Logo depois, meus avós se retiraram da mesa e os elfos prontamente vieram recolher as sobras e limpar a sala.

- Bah...Foi um dia e tanto...Disse vovô com um suspiro cansado.

- Venha querido, já está tarde, vamos nos deitar. Boa noite Amelie, querida. Você se portou lindamente esta noite. Estou orgulhosa de você. Disse e me beijou a fronte.

- Obrigada vovó. Ela sorriu de volta para mim. Eu estava muito feliz.

- É isso mesmo, bah...muito bem 'picurrucha'. E me deu um cafuné, desfazendo todo o meu cabelo.

- Obrigada vovô. Dei uma risada tentando fugir do cafuné desmancha-penteado.

- Boa noite, pequena.

- Boa noite.

Subi saltitando as escadas até o meu quarto, onde a lareira estava acesa e espalhava um calor reconfortante por todo o ambiente. Coloquei minha camisola de cetim branco e rapidamente me enfiei dentro das cobertas. Finalmente estava livre para sonhar..."

(fim do flashback)

Amy riu de si mesma ao lembrar desse passado distante e de como havia se sentido há poucos minutos atrás ao encontrar Lúcio pela primeira vez depois de tanto tempo.

"Tanto tempo..." suspirou saudosa. Tanto tempo e ele ainda lhe causava esse efeito borboleta.

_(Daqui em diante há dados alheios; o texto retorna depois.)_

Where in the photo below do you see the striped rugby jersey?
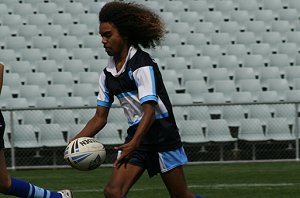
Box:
[97,47,182,151]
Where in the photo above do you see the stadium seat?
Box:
[26,13,50,28]
[246,20,269,38]
[9,61,34,76]
[37,124,67,147]
[258,66,281,87]
[58,35,79,50]
[261,31,283,49]
[88,2,105,14]
[47,48,70,64]
[169,93,193,105]
[218,21,243,36]
[285,90,300,102]
[20,48,44,64]
[271,20,293,33]
[95,123,124,145]
[213,80,237,102]
[284,66,300,87]
[72,48,99,62]
[17,24,41,42]
[190,56,214,76]
[206,119,236,142]
[262,0,284,12]
[63,2,86,20]
[266,118,296,141]
[18,110,47,126]
[200,44,224,60]
[87,58,108,73]
[36,2,61,18]
[222,105,247,126]
[49,71,74,93]
[72,83,96,100]
[203,92,226,104]
[165,56,188,73]
[193,21,216,36]
[162,32,185,47]
[231,91,255,103]
[175,45,199,58]
[242,54,266,73]
[184,79,209,103]
[218,55,240,76]
[3,73,22,95]
[160,0,188,13]
[235,32,257,45]
[51,13,74,31]
[178,11,201,25]
[278,8,299,23]
[237,79,262,100]
[249,43,273,58]
[238,118,267,142]
[5,36,27,55]
[207,68,230,88]
[209,32,233,46]
[82,35,102,50]
[253,9,277,24]
[233,67,256,85]
[68,23,89,43]
[230,10,252,27]
[36,96,59,108]
[62,59,87,82]
[31,36,55,57]
[288,0,300,10]
[78,13,99,33]
[164,80,176,94]
[186,1,211,13]
[19,85,42,107]
[277,42,299,59]
[61,96,87,108]
[24,72,48,94]
[41,25,66,40]
[257,90,284,103]
[13,124,40,148]
[35,60,61,74]
[178,120,207,143]
[12,2,35,18]
[237,0,260,13]
[182,69,204,85]
[1,14,24,34]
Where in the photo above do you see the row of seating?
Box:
[4,118,296,148]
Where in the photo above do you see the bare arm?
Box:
[70,106,109,141]
[0,63,4,94]
[114,102,155,167]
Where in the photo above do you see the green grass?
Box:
[0,162,300,198]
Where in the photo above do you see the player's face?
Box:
[99,22,127,56]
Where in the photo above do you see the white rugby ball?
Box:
[64,137,106,171]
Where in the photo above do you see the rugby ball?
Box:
[64,137,106,171]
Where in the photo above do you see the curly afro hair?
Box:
[99,1,165,48]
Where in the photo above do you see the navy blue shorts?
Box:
[118,147,188,177]
[0,111,5,149]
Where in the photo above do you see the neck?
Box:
[114,47,129,72]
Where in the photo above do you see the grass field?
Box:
[0,162,300,198]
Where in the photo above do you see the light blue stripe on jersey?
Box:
[140,96,158,104]
[97,100,111,108]
[149,67,156,95]
[128,112,169,126]
[117,91,138,99]
[158,147,188,173]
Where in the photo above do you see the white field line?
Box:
[72,183,300,192]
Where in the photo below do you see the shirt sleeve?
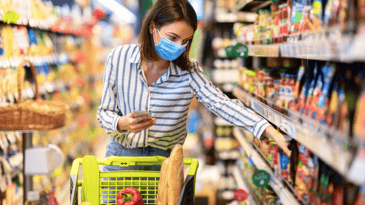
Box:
[97,47,124,136]
[190,62,270,140]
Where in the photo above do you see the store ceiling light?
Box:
[98,0,137,24]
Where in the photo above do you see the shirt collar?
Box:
[129,45,141,64]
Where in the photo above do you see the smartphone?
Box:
[133,110,152,120]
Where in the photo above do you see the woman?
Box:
[97,0,290,171]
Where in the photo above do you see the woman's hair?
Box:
[138,0,198,70]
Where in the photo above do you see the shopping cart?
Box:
[70,156,199,205]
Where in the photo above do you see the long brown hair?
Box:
[138,0,198,70]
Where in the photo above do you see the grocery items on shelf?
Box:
[235,128,364,204]
[238,57,364,142]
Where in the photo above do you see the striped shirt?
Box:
[97,44,270,150]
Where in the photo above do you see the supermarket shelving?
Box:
[215,12,257,23]
[232,166,260,205]
[233,127,300,205]
[0,19,82,36]
[235,0,271,12]
[233,87,365,185]
[244,28,365,63]
[212,69,238,84]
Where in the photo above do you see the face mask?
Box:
[155,30,188,61]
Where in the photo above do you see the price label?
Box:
[234,189,248,202]
[252,169,270,187]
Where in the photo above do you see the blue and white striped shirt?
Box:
[97,44,270,150]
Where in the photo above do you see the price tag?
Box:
[0,177,6,192]
[252,169,270,187]
[232,43,248,58]
[27,191,40,201]
[15,132,22,141]
[252,100,264,114]
[6,132,16,144]
[234,189,248,202]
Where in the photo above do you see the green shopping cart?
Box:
[70,156,199,205]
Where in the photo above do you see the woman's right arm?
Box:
[97,47,156,136]
[97,48,122,135]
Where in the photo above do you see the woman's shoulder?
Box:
[109,44,139,57]
[185,58,203,73]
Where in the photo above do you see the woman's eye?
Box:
[170,36,176,41]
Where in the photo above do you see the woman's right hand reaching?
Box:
[117,113,156,134]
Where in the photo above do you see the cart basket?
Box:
[70,156,199,205]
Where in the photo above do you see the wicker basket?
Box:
[0,60,69,130]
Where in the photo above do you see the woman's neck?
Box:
[144,60,170,71]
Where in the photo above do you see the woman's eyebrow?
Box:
[169,32,193,40]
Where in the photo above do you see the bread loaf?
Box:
[156,158,169,205]
[167,145,184,205]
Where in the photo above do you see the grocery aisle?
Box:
[0,0,365,205]
[191,0,365,204]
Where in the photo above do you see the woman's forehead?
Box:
[160,21,194,39]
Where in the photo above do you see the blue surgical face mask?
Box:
[155,30,188,61]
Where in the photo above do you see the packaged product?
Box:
[265,77,275,104]
[279,3,291,36]
[272,146,280,179]
[289,0,306,33]
[273,79,281,102]
[356,185,365,205]
[294,143,311,200]
[291,64,305,110]
[312,64,336,124]
[301,62,319,115]
[333,174,344,205]
[298,61,314,114]
[353,68,365,139]
[353,81,365,140]
[344,181,360,205]
[339,68,364,135]
[276,73,287,107]
[311,0,323,30]
[307,154,319,204]
[284,74,298,109]
[316,164,334,205]
[305,64,325,117]
[279,149,291,183]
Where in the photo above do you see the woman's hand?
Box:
[264,126,291,157]
[117,113,156,134]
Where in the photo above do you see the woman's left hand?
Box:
[264,126,291,157]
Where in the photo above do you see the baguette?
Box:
[167,145,184,205]
[156,158,169,205]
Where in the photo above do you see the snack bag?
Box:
[302,60,319,115]
[333,174,344,205]
[316,164,334,205]
[311,64,336,121]
[279,149,291,183]
[285,74,298,109]
[298,61,314,114]
[327,73,345,127]
[353,82,365,140]
[292,64,305,110]
[353,69,365,140]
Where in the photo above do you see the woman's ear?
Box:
[149,21,155,35]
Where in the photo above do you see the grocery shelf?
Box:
[246,29,365,63]
[218,150,240,160]
[212,69,239,84]
[233,127,300,205]
[248,44,280,57]
[215,12,257,23]
[235,0,271,12]
[214,117,234,126]
[233,87,365,185]
[0,19,82,36]
[232,165,260,205]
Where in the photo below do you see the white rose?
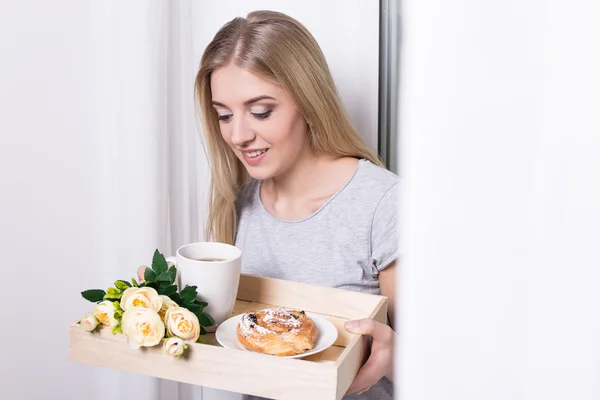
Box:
[165,307,200,342]
[163,337,187,358]
[120,287,162,312]
[158,294,179,321]
[79,314,100,332]
[92,300,119,328]
[121,307,165,349]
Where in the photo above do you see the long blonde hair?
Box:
[195,11,383,244]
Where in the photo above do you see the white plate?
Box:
[215,312,338,358]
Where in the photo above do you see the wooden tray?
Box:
[69,274,387,400]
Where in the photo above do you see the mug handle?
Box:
[165,257,181,292]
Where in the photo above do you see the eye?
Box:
[252,110,273,119]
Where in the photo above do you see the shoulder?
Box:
[353,160,400,203]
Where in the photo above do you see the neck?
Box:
[268,154,335,198]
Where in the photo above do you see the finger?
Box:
[138,265,148,281]
[348,356,383,394]
[344,318,394,343]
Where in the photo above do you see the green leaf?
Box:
[152,249,169,275]
[198,311,215,326]
[144,268,156,283]
[104,293,122,300]
[160,285,177,296]
[142,282,160,292]
[179,286,198,304]
[115,280,131,290]
[81,289,106,303]
[156,271,171,284]
[169,292,182,306]
[185,303,202,316]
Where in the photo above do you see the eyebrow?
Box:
[212,95,277,108]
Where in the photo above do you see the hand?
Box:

Mas agora havia Severo, e ninguém poderia nem sequer conjeturar substituí-lo, especialmente uma antiga paixão boba como essa que sentira por Lúcio.

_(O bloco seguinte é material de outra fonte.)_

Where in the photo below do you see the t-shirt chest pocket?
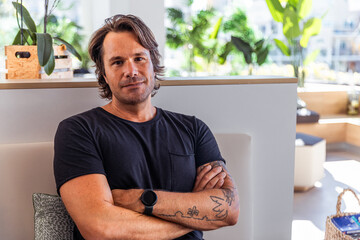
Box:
[169,153,196,192]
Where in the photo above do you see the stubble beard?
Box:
[114,77,155,105]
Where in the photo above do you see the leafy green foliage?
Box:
[12,0,82,75]
[231,36,270,74]
[36,33,54,67]
[223,8,255,41]
[274,38,291,57]
[166,8,224,72]
[266,0,322,86]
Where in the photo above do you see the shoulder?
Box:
[160,109,205,125]
[58,107,104,132]
[60,107,102,125]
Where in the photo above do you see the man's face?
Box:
[103,32,155,105]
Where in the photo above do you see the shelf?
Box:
[0,76,297,90]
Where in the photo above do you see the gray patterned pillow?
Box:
[33,193,74,240]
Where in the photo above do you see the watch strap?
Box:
[144,205,153,216]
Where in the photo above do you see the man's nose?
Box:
[125,61,138,77]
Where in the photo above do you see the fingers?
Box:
[205,172,226,189]
[193,165,211,192]
[193,165,226,192]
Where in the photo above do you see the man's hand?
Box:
[193,163,226,192]
[111,189,145,213]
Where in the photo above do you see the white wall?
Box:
[0,78,296,240]
[79,0,166,62]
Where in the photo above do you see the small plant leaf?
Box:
[54,37,82,61]
[274,38,290,56]
[297,0,312,19]
[231,36,254,64]
[266,0,284,22]
[44,48,55,75]
[283,8,301,39]
[256,47,269,66]
[210,17,222,39]
[300,18,321,48]
[36,33,54,67]
[303,49,320,66]
[12,2,37,33]
[255,39,265,51]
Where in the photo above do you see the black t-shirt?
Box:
[54,107,224,239]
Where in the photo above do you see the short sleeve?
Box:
[195,119,225,167]
[54,118,105,195]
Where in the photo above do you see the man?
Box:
[54,15,239,239]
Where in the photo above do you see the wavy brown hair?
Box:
[88,14,164,100]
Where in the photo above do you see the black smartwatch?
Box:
[140,189,157,216]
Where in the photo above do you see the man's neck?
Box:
[102,101,156,122]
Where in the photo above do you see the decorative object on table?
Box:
[347,86,359,115]
[294,133,326,192]
[296,108,320,124]
[5,0,81,79]
[325,188,360,240]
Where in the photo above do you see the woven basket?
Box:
[325,188,360,240]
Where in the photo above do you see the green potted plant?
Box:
[231,36,270,75]
[266,0,322,87]
[5,0,81,78]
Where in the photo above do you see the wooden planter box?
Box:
[5,45,41,79]
[5,45,73,79]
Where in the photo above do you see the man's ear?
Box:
[103,73,109,84]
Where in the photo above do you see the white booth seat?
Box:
[294,134,326,191]
[0,134,250,240]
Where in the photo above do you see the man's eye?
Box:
[113,61,124,65]
[135,57,145,62]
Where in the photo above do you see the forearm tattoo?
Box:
[159,189,235,222]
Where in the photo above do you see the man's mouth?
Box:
[122,81,144,88]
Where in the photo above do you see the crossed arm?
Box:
[60,161,239,239]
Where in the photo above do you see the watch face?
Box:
[141,190,157,206]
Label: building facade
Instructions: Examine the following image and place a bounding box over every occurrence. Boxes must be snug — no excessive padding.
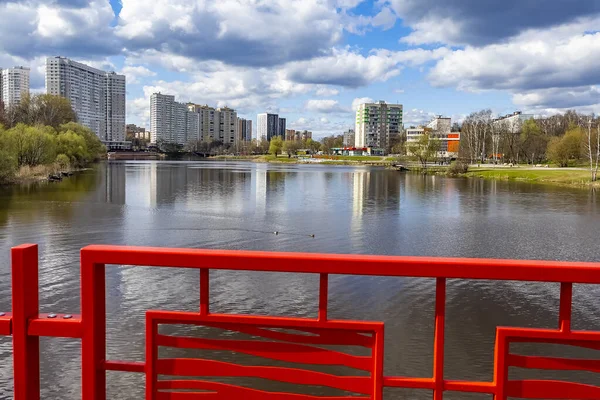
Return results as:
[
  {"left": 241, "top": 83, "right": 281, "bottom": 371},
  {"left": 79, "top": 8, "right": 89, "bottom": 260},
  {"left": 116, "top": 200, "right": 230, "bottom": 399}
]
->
[
  {"left": 257, "top": 113, "right": 278, "bottom": 141},
  {"left": 344, "top": 129, "right": 356, "bottom": 147},
  {"left": 0, "top": 67, "right": 29, "bottom": 108},
  {"left": 46, "top": 57, "right": 126, "bottom": 144},
  {"left": 238, "top": 118, "right": 252, "bottom": 142},
  {"left": 216, "top": 107, "right": 238, "bottom": 144},
  {"left": 278, "top": 118, "right": 286, "bottom": 138},
  {"left": 150, "top": 93, "right": 175, "bottom": 143},
  {"left": 354, "top": 101, "right": 403, "bottom": 151},
  {"left": 406, "top": 115, "right": 460, "bottom": 158}
]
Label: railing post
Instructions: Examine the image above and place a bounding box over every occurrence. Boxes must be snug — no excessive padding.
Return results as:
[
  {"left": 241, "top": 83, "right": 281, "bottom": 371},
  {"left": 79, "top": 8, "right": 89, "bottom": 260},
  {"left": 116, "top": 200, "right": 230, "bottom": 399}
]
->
[
  {"left": 433, "top": 278, "right": 446, "bottom": 400},
  {"left": 11, "top": 244, "right": 40, "bottom": 400},
  {"left": 81, "top": 249, "right": 106, "bottom": 400}
]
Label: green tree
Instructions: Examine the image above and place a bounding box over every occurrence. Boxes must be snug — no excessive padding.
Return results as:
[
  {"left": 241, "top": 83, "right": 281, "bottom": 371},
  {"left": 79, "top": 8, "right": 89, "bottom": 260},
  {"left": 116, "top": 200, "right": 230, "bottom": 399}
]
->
[
  {"left": 283, "top": 140, "right": 302, "bottom": 155},
  {"left": 0, "top": 125, "right": 19, "bottom": 183},
  {"left": 257, "top": 139, "right": 269, "bottom": 154},
  {"left": 269, "top": 136, "right": 283, "bottom": 157},
  {"left": 32, "top": 94, "right": 81, "bottom": 129},
  {"left": 56, "top": 154, "right": 71, "bottom": 170},
  {"left": 58, "top": 122, "right": 106, "bottom": 162},
  {"left": 3, "top": 94, "right": 76, "bottom": 129},
  {"left": 56, "top": 131, "right": 89, "bottom": 167},
  {"left": 5, "top": 123, "right": 56, "bottom": 166},
  {"left": 302, "top": 138, "right": 321, "bottom": 153},
  {"left": 546, "top": 127, "right": 583, "bottom": 167},
  {"left": 407, "top": 133, "right": 441, "bottom": 168},
  {"left": 521, "top": 119, "right": 548, "bottom": 164}
]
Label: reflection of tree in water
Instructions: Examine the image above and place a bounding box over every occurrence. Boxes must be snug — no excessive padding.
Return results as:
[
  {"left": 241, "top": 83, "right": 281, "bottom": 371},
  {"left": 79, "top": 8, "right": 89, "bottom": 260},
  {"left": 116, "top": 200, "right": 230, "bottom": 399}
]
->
[
  {"left": 0, "top": 170, "right": 99, "bottom": 226},
  {"left": 352, "top": 171, "right": 405, "bottom": 211}
]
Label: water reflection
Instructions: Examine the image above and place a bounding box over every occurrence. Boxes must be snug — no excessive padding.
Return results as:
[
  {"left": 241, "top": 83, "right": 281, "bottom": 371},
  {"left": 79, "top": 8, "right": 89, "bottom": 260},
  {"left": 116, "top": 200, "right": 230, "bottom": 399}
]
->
[{"left": 0, "top": 162, "right": 600, "bottom": 399}]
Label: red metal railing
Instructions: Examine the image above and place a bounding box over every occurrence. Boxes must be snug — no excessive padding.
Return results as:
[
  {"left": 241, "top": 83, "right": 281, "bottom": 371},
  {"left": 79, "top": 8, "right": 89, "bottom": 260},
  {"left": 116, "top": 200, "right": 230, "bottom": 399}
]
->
[{"left": 0, "top": 245, "right": 600, "bottom": 400}]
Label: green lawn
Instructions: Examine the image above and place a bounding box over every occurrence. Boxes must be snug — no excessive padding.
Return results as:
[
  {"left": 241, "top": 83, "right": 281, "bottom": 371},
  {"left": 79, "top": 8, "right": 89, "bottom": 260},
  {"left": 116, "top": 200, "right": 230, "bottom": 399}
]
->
[
  {"left": 464, "top": 168, "right": 597, "bottom": 186},
  {"left": 315, "top": 156, "right": 385, "bottom": 162}
]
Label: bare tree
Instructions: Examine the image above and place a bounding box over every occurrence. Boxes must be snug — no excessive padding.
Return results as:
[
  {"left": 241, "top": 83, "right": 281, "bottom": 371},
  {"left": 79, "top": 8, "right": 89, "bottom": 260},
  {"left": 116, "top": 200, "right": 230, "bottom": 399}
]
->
[
  {"left": 462, "top": 109, "right": 492, "bottom": 163},
  {"left": 585, "top": 115, "right": 600, "bottom": 182}
]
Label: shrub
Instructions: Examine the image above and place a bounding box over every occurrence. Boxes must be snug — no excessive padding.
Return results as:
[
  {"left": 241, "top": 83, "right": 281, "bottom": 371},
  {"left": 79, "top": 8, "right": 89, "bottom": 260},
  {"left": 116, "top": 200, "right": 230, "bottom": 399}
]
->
[
  {"left": 56, "top": 154, "right": 71, "bottom": 170},
  {"left": 448, "top": 161, "right": 469, "bottom": 176}
]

"Severo..." de olhos fechados, sussurrou lentamente o nome daquele homem com uma paixão reprimida. Sentindo um calor inexplicável possuí-la. As batidas do coração aceleradas. Ela o amava, e isso doía. "Espero que me perdoe..." uma lágrima fujona escapou por entre suas pálpebras e escorreu veloz por sua bochecha. Amy não fez questão de secá-la, muito pelo contrário, queria senti-la, sentir intensamente que Severo fazia parte dela e da vida dela.

Foi nesse momento que ouviu o barulho de passos no corredor por onde passara. Rapidamente secou a lagrima, banindo toda e qualquer saudade da mente e do coração. Precisava estar preparada, pois sentia, agora mais do que nunca que este era o momento crucial.